England will go full attack on one of the most inexperienced sides in French rugby history on Sunday in an attempt to secure the Autumn Nations Cup and continue to ease the wounds left by their Rugby World Cup final defeat.
The recently crowned Six Nations champions will go into the finale of the one-off tournament as overwhelming favourites for a second successive tournament success due to the fact that French head coach Fabien Galthie is unable to select 25 front-line players due to a combination of a restrictive selection agreement and long-term injuries.
With players only eligible for a maximum of three appearances this autumn due to anger from the Top 14 clubs at the increased number of fixtures, Galthie’s decision to prioritise the Six Nations has come back to haunt him. The bulk of his first team played the tune-up victory over Wales before seeing off Ireland in the final match of the tournament in October, meaning they were restricted to one more appearance throughout the four-game Autumn Nations Cup programme. With Galthie choosing that game to be the group clash against Scotland, he knew that his hands would be tied for a potential final appearance versus England, which leaves the odds stacked heavily in the home side’s failure.
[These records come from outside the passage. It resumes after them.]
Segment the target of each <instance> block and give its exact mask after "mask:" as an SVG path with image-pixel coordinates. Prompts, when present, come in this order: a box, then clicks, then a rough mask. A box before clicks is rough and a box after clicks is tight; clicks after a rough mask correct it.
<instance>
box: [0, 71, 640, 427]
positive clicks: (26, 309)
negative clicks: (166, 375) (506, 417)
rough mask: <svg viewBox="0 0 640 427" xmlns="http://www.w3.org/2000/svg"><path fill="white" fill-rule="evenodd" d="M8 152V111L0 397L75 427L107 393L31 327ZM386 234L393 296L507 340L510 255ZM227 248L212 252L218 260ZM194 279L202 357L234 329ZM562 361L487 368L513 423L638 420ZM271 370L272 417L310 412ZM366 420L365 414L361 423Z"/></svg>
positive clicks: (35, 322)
That hasn’t been the message within the England camp though. Having suffered defeat on their trip to Paris earlier this year, Eddie Jones’ side know all too well what France can do on their day, and under Glathie and Shaun Edwards they are certainly enjoying their day more often than they were used to during a decade in the doldrums.
The final, which comes five weeks since England secured the Six Nations title in Rome, offers a rare chance to practice something that doesn’t come around all that often in international rugby: the chance to deliver when the pressure is at its highest. When that happened in the week leading up to the 2019 World Cup final, England got it massively wrong and allowed South Africa to dominate them from start to finish, leaving Jones and his side with a point to prove.
“What we’ve noticed is that, in retrospect, we probably didn’t attack the week like we normally do,” Jones said. “In the week of the World Cup final, we were probably more content about getting through the week. This week, we’ve had a real focus on attacking the game and where we can improve.
“It’s been a great learning week for us and we will continue that in the next two days. It’s been a bit of a mind-set change.”
The problem for England 13 months ago came in that they booked their place in the final via one of their most complete performances in World Cup history. The semi-final victory over the All Blacks not only sent the three-time world champions out of the reckoning to end their eight-year grip on the global game, but it also cemented their pre-game tag as tournament favourites over a Springboks side that had to dig deep to see off Wales.
Although they knew it wouldn’t be easy, subconsciously England fell into a trap of security. The fact that they had delivered such an impressive display may well have led a few to believe they would do so again, simply by living up to their tag of favourites.
“There’s two teams in a final, there’s always the favourites and always the underdogs,” Jones added. “The favourites usually come into the final on good form. It’s not necessarily a conscious decision, sometimes you think: well, we’ve just got to continue.
“In sport, there’s no such thing as continuing, you are either going up or you go down. When you are the underdog, it’s the (opposite), you know you’ve got to improve, you know you’ve got to keep working hard.
“You can miss out a week’s preparation - look, I don’t know whether that’s right for our World Cup final, but that’s one of the thing’s we’re hypothesising. We’ve had a big attempt this week to attack the week, not sit back, to see where we can improve our game and continue getting better.”
But of course no number of Six Nations titles, or in this instance Autumn Nations Cups, will ever replace the despair of losing a World Cup final. Jones should know, having been on the end of England’s 2003 triumph as his Australia side came up agonisingly short in the first final to go to extra-time, and he knows that his England players feel the exact same pain.
“You never put it to bed,” Jones said. “The result is what it is; we weren’t good enough in the World Cup final.
“Even if you win the next World Cup, it never puts to bed that final, it stays with you. That’s what drives you to keep on wanting to get better. In any sport, you’re in a cycle of success and failure and you know that as soon as you’ve had success, failure’s sitting next to you. When you are in a failure period, you’ve got success sitting next to you.”
With the 2021 Six Nations right around the corner though, Jones will hope that success helps to breed success when it matters most. Although the Autumn Nations Cup has offered a path back towards normality for international rugby, both England and France are building towards the 2023 World Cup. Regardless of how various tournaments play out over the course of the next three years, it will all come down to those six weeks when the real successes are rewarded the most.